The next boon for business was in 1993, when we introduced Harpoon IPAs as a summer seasonal. We were the first brewery on the East Coast to do an IPA. It had been a popular style in England, but people in the U.S. were like, "What is this? It's so hoppy." We said, "Stick with it--your palate might adjust." It did so well, we brought it back as a year-round the next year.

One of the partners left early on, and for years Rich was CEO and ran sales and marketing; I was president, running operations and finance. We ran it as a partnership. I remember when we were both nearing 50, which happened around 2010, we talked about the future of the company. He started thinking he wanted some kind of liquidity. We each owned about 45 percent of the business.

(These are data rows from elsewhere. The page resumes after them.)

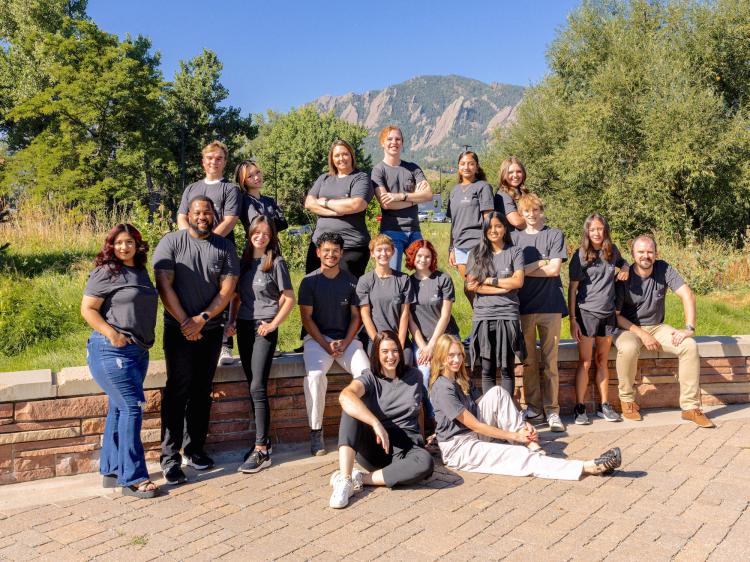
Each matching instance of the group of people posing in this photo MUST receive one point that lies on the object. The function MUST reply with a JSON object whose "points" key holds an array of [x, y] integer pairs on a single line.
{"points": [[393, 332]]}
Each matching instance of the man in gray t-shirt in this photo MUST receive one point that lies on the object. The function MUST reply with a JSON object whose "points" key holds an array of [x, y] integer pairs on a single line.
{"points": [[196, 272], [640, 316]]}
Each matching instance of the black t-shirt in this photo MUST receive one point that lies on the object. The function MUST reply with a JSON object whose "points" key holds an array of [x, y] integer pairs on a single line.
{"points": [[260, 290], [331, 300], [198, 265], [385, 297], [500, 307], [395, 402], [130, 301], [429, 294], [641, 299], [403, 178], [596, 282], [541, 295], [353, 228], [449, 401]]}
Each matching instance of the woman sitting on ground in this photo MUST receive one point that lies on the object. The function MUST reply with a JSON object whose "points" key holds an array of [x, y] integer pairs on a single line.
{"points": [[489, 435], [380, 425]]}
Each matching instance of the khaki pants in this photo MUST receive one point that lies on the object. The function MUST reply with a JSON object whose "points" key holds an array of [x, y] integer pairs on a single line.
{"points": [[629, 349], [534, 390]]}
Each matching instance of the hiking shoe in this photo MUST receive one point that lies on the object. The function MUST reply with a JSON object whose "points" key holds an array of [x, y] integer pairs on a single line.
{"points": [[356, 479], [555, 423], [225, 357], [609, 461], [579, 415], [608, 412], [317, 445], [199, 461], [174, 475], [697, 416], [255, 461], [343, 489], [630, 411]]}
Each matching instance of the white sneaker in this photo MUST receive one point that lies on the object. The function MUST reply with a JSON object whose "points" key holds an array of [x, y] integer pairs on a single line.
{"points": [[225, 357]]}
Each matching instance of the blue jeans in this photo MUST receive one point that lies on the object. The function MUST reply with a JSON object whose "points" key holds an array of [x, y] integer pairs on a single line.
{"points": [[120, 372], [425, 370], [401, 241]]}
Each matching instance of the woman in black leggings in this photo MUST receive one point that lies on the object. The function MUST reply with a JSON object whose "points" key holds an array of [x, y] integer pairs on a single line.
{"points": [[263, 300]]}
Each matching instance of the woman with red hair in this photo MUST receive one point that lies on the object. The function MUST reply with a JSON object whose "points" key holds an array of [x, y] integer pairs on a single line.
{"points": [[119, 303], [430, 315]]}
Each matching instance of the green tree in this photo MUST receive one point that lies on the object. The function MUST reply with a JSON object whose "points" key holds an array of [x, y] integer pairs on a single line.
{"points": [[644, 118], [292, 150]]}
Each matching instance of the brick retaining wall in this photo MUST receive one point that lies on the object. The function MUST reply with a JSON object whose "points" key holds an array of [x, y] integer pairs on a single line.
{"points": [[51, 423]]}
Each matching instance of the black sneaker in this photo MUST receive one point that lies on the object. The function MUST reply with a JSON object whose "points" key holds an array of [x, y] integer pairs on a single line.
{"points": [[317, 445], [199, 461], [255, 461], [174, 475]]}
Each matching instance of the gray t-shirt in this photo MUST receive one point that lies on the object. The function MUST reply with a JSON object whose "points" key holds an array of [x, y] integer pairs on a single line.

I didn't want to sell the company. He started bringing in bankers and private equity. I said, "Out of respect for you, I will meet with and talk to anybody. I just ask you to do the same courtesy. You pursue that. I'll pursue other options. And then we'll come back and talk."

I remember thinking that in a few years I'd be driving down the Boston waterfront where the brewery is, maybe with a grandchild. I'd be pointing and saying, "We used to have a great business there, but we sold it and now they're brewing it in Newark or St. Louis. And all the people we had, I don't know what happened to them."

That's not why I was in business. I was never in business just to get a big paycheck someday. I've got a beautiful life through the business that we built together, and it's been built together with other people. So I brought in experts to discuss another option, using banks to structure an employee stock ownership plan and buy out Rich. Still, we couldn't agree. It was an emotionally fraught time.

I proposed: Why don't we take the other six shareholders in the company, who together owned just under 11 percent of the business, and treat them like a jury? We'll each present our options to them. I didn't want to force anyone to do an ESOP--because all of these folks could have made a lot of money quickly if we sold the business. I wanted them to have a stake in the decision. Friday morning, March 7 of 2014, we presented to them.

The vote came back: All six voted to pursue the ESOP.

So we cobbled together a five-bank group led by Citizens and JPMorgan, and on July 2 completed it. It was a $70 million transaction--which meant the company was in a large amount of debt. It was July 9 when we announced it to employees. We shut down the Vermont brewery for the day and bused everyone down to Boston. There were about 200 people in the room. 

I said: "I'd like to introduce you to the new owners of a large minority stake in the business." You could hear a pin drop. Then I said: "Stand up. Turn to the person next to you and shake their hand, because you guys are now the owners!" It was very gratifying.

Since then, the work we've done to build up the engaged employee ownership culture has been terrific. But doing an ESOP is not like flipping a light switch. It's more like steady communications over the years, teaching everyone what it means to be an owner. I'm not looking for people to get up at 3 in the morning like I am sometimes, but you do want people to get a sense of, "Well, if I do this a little bit better, it could really benefit me longer-term."

The free enterprise system is terrific, but it doesn't work without restraint. Greed is a bad thing. We can make changes even at a small level. Instead of greed, everyone can benefit. Trying to turn Harpoon into a mission in people's lives, that's what I'm doing now. I feel incredibly blessed with the people I work with and this opportunity to do this together with them.